In an email, Columbia University professor Gerald A. Navratil, a prominent fusion energy researcher whose contributions shaped ITER's design, called the construction milestone a "major step forward in the pursuit of practical fusion energy."

ITER will house the world's largest tokamak, a magnetic apparatus initially developed by Soviet scientists in the late 1960s. This device replicates the extreme heat and pressure found within a star's core. As detailed on the ITER website, the tokamak employs a strong electrical current to ionize hydrogen gas, stripping electrons from nuclei to create plasma — a superheated, electrically charged gas. When plasma particles collide and energize, temperatures soar to between 100 and 300 million degrees Celsius (180 million to 360 million degrees Fahrenheit). At these temperatures, hydrogen nuclei overcome their natural repulsion, fusing to form helium and releasing vast amounts of energy.

As outlined in a report by the World Nuclear Association, experimental tokamaks have produced energy for years. However, they have yet to achieve a net energy gain. ITER aims to surpass this hurdle, partly due to its unprecedented scale. A March 2017 New York Times article highlights the tokamak's dimensions: 100 feet (30.5 meters) in height and diameter, with a weight exceeding 25,000 pounds (23 metric tons) and a volume of 30,000 cubic feet (840 cubic meters). This makes it ten times larger than any previous device.

Bigger Is Definitely Better

According to the ITER website, a larger device with greater volume increases the potential for fusion reactions, boosting energy output and enhancing efficiency. When fully operational in 2035, ITER is expected to use 50 megawatts of input power to produce 500 megawatts of fusion energy as heat. Although ITER won't convert this energy into electricity, it aims to lay the groundwork for future fusion power plants that will.

"The ITER experiment's design is grounded in a cautious extrapolation of fusion performance from current devices," Navratil explains in his email. "There is strong confidence that ITER's size and magnetic field strength will enable it to achieve its goal of generating 500 megawatts of fusion power from 50 megawatts of plasma input. As ITER will be the first experiment to produce a self-heated fusion plasma, it will validate our understanding of burning plasma and may uncover new plasma physics phenomena. The data gathered from ITER will inform the design of future fusion energy systems, aiming for net electricity production and paving the way for commercial fusion energy."

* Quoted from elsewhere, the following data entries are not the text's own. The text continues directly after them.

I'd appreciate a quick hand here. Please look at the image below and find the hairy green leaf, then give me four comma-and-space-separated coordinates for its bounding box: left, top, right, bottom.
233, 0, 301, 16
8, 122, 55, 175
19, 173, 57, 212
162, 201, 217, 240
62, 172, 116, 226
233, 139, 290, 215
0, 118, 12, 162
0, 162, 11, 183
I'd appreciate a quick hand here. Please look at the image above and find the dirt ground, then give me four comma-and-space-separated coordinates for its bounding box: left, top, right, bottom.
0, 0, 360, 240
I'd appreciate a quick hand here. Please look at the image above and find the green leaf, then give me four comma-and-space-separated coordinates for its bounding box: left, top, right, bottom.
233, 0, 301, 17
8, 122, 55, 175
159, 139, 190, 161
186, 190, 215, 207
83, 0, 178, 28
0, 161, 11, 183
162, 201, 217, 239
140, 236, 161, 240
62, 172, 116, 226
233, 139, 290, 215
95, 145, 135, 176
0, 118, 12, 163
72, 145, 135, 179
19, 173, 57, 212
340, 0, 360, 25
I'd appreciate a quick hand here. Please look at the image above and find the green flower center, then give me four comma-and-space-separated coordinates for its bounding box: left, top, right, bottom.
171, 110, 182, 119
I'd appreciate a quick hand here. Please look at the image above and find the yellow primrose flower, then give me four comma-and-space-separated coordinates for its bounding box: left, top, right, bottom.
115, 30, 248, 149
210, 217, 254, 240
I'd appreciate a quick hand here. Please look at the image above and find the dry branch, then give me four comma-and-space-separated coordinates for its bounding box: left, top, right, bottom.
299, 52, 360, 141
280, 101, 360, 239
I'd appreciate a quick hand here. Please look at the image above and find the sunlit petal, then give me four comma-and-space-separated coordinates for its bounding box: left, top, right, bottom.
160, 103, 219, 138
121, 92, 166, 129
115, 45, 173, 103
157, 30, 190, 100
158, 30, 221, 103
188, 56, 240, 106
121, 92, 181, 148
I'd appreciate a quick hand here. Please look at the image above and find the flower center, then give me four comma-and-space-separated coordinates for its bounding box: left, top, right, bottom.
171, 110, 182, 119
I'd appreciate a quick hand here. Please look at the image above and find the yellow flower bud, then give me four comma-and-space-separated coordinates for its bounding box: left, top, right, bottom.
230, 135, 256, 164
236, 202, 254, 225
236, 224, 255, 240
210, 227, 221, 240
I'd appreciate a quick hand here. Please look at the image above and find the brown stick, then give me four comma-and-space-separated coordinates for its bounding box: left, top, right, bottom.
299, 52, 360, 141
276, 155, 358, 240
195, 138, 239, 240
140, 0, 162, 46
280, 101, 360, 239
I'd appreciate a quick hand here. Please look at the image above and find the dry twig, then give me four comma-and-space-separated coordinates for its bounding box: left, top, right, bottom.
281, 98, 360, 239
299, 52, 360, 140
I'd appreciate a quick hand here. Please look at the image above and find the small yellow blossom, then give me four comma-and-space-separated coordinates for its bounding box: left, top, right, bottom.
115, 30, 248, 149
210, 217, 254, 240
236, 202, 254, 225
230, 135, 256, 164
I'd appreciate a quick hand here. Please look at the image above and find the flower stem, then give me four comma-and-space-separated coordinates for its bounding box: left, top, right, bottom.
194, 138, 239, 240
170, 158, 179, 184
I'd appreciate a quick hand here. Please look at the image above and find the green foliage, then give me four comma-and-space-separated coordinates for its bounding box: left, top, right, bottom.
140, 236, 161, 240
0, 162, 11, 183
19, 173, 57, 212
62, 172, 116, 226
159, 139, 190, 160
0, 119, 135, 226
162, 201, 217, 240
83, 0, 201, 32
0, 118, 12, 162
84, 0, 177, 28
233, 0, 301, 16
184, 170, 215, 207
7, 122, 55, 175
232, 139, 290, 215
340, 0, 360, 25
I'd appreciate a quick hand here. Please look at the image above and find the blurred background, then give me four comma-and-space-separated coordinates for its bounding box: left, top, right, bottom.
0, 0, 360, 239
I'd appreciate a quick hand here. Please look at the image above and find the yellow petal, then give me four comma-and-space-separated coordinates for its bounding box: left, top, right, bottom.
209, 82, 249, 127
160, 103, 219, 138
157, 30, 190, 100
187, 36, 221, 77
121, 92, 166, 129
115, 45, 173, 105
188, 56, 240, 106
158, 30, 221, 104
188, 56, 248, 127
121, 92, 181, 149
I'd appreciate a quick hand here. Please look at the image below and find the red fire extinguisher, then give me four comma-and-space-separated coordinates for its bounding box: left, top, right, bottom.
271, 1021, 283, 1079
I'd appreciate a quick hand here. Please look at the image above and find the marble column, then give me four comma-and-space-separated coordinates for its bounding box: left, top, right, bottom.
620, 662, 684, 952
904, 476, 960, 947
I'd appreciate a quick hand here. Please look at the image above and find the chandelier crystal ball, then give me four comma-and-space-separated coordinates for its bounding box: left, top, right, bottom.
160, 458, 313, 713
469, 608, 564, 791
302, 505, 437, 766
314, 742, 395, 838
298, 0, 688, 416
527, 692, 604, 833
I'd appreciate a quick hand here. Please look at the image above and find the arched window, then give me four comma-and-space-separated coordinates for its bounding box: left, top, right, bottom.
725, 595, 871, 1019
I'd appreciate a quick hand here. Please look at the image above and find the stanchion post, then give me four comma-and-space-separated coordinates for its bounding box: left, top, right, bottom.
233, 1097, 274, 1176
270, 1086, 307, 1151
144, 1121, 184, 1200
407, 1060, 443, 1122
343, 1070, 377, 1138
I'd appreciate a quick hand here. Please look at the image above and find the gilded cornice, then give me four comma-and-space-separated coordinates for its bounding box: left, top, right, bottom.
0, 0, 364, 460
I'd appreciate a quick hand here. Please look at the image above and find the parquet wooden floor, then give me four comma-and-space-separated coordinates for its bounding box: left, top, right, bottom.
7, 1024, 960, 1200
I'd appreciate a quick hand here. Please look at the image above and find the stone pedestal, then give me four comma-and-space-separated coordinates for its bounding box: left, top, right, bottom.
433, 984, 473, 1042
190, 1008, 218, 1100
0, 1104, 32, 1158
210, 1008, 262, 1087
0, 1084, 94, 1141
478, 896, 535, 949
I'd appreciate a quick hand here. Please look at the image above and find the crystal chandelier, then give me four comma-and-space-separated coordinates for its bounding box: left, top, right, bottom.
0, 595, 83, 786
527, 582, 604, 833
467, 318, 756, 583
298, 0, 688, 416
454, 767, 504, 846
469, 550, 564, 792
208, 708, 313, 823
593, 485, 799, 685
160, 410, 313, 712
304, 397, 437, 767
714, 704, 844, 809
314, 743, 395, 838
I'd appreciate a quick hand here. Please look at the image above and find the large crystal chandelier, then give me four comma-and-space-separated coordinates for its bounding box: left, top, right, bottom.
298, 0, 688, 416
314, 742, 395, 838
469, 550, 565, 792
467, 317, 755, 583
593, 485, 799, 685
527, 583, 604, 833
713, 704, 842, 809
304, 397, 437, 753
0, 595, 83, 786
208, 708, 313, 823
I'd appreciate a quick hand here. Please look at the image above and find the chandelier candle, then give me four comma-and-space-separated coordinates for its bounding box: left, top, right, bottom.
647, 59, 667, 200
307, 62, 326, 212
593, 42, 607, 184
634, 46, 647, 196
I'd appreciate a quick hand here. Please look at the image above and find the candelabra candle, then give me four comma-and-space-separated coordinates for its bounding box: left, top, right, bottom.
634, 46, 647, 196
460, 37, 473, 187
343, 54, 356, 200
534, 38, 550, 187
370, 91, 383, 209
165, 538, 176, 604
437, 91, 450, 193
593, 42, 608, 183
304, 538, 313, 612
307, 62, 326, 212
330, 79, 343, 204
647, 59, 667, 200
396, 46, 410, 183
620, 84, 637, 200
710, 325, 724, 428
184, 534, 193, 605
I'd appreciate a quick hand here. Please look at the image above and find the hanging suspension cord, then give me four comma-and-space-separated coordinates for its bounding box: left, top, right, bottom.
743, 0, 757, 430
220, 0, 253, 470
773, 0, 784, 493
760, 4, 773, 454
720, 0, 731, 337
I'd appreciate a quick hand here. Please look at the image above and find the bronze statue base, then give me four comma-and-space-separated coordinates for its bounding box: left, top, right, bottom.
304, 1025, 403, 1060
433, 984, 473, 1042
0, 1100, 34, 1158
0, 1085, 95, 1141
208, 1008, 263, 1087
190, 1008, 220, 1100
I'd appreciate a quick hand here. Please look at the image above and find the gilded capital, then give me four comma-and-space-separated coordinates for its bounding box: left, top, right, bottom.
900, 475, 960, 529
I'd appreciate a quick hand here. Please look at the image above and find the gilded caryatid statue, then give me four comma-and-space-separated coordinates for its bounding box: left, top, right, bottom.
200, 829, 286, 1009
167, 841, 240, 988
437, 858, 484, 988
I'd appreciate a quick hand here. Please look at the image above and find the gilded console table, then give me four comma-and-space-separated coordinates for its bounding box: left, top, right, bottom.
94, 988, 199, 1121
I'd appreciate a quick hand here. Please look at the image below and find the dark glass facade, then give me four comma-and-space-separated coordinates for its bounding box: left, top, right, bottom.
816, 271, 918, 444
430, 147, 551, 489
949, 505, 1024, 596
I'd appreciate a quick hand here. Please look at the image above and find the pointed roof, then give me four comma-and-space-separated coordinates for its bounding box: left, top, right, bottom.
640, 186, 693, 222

Advantages Over Nuclear Power

As stated in an ITER press release, fusion power plants are expected to be cost-competitive with traditional nuclear power plants. However, unlike conventional plants, fusion facilities would not generate radioactive waste, eliminating the expensive challenge of waste disposal. Additionally, fusion energy offers a significant environmental advantage over fossil fuels by avoiding the release of large quantities of carbon dioxide and other pollutants, thereby mitigating climate change.

Navratil also highlights that fusion energy could surpass low-carbon renewable sources in certain aspects.

"If successful, fusion power plants modeled after ITER's plasma performance would deliver a continuous, carbon-free energy supply, overcoming the limitations of wind and solar systems, which only generate electricity intermittently and require energy storage or backup systems to maintain grid stability," Navratil explains. "Given the trillions invested in global energy infrastructure, the introduction of fusion power later this century will be a crucial addition to our portfolio of carbon-free energy sources."